We currently have a perl script that acts as a crawler of all news stories. It works by checking the relevant RSS feeds for new stories, requesting the page, and (if necessary) programmatically determining what the "next page" link is and requesting each additional page. It is working fairly well in most cases, but with an arbitrary number of new feeds and sites, you can imagine that it sometimes breaks down. There are various ways in which the crawler could be improved, including better fault tolerance, error reporting, and paging. The paging ("next page" detection) is a particularly interesting -- and more generalizable -- computer science problem.

Extract Story Text

We think that this part of the system is particularly interesting. The problem could be stated as: "given an arbitrary web page believed to contain a news story, how do you identify the body text of that news story while ignoring all other text?" We have a decent solution using an approach based on HTML density and statistical frequency of a variety of other custom-defined factors. We have built a substantial testing corpus of pages in which a human has specified the correct outcome. Building a better algorithm involves making changes to our algorithm and determining whether those changes generate a higher rate of match without increasing false positives or false negatives. We are also interested in abandoning (or supplementing) our HTML density approach in favor of a neural network approach. It would be very exciting if such an approach would work, but we have not yet tried it.
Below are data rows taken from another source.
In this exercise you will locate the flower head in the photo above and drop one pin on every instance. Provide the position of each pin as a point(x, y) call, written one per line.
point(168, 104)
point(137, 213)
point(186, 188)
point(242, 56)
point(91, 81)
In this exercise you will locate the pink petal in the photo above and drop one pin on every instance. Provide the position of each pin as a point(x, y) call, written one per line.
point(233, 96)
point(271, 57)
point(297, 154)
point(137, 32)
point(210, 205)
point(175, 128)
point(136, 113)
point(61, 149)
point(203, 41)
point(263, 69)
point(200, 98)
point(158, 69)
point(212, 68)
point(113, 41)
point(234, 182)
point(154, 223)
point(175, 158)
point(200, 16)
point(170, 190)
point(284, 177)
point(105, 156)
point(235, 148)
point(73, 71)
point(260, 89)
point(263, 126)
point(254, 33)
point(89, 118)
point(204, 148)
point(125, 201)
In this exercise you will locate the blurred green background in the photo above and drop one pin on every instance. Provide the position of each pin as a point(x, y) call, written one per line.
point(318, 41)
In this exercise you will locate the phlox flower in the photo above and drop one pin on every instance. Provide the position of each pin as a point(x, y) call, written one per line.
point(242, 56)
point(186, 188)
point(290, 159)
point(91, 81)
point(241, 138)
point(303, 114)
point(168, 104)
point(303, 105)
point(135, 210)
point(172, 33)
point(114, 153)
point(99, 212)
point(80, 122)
This is another place in which the solution can be generalized to computer science applications in other domains.

Create Term List

We currently focus on extracting relevant terms from each story, as a way to determine semantic meaning. We primarily use the OpenCalais API. We currently only use the straight list of terms that Calais gives us, but in reality Calais has much more rich metadata about each term returned. There are a variety of ways we could make use of this data, and our tool would be much smarter if for example it knew whether a given term was a person, place, or event (in the simplest case).
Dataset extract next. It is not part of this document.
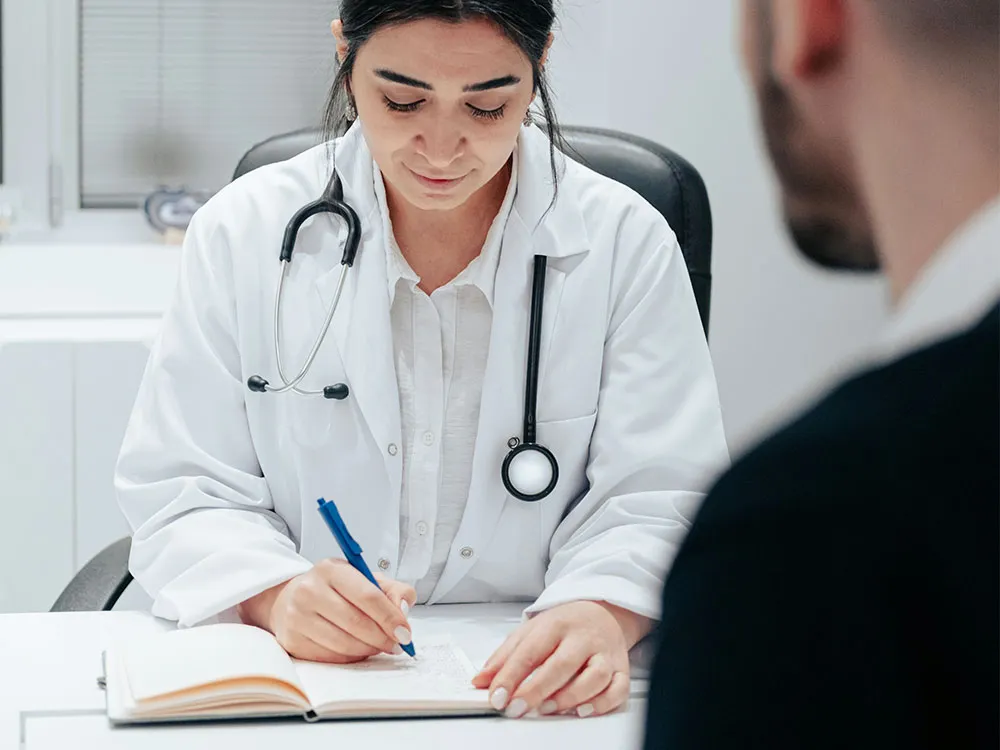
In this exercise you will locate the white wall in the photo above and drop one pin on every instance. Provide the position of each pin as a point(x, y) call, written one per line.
point(669, 70)
point(663, 69)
Likewise, we want to experiment with alternative term extraction algorithms or engines. We have one simple vocab-matching algorithm, but there are quite a few other approaches that one could take. We also have not yet experimented with the Yahoo Term Extraction API, although it looks promising.

Another idea here is to develop clustering or dynamic topic identification algorithms based on more sophisticated analysis such as Statistically Improbably Phrases

Allow Rich Queries

We have terabytes of data and millions of archived stories. How can we construct queries that work efficiently on this data set and generate interesting and compelling results? For instance, we are currently experimenting with time-sequence analysis of different terms across different media sources (see, for instance, our experimental charts of coverage of the bailout. How would we go about visualizing some of these questions with the data we have? We currently use the Google Visualizations API to actually generate our charts.

The other idea in this area is to help us develop a rich API to allow others to access our data. This is a high priority for us, but we need help. If you worked with us in this area, you would have quite a bit of latitude to help us define the queries, language, etc.